Available in vivo information:

• Vendor sources for in vivo-grade 509F6 indicate that "dosing regimens ... are not standardized across studies, and detailed dosing protocols specific to in vivo applications are not broadly available".
• No primary literature returned by the search clearly documents specific dosing amounts, frequency, or routes for 509F6 in mouse models.

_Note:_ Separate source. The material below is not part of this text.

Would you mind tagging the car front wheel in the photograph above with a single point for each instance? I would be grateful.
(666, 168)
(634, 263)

Supporting details and typical context for similar antibodies:

• Experimental antibodies used in vivo to target human molecules in mice—often in xenograft models or humanized mice—commonly follow dosing strategies similar to other mouse IgG2a anti-human antibodies (often 100–250 μg per mouse, intraperitoneally, every 3–4 days), but this is an extrapolation from anti-CTLA-4, anti-CD40, and other functional antibodies for murine targets.
• However, there is no direct evidence that 509F6 has been dosed this way in published mouse studies—the only verified use in the search results is for in vitro detection or blockade.

Summary of findings:

• There is no published, standardized in vivo dosing regimen for clone 509F6 across mouse models.
• All available protocols are for in vitro use; in vivo use would require empirical optimization.
• When adapting for in vivo, regimens used for similar antibodies might serve as a starting point, but this should be stated as a hypothesis and not an evidence-backed guideline.

If precise dosing for in vivo use is required, empirical titration in pilot studies is recommended, and consultation of any newly published literature or direct communication with the antibody suppliers is advised.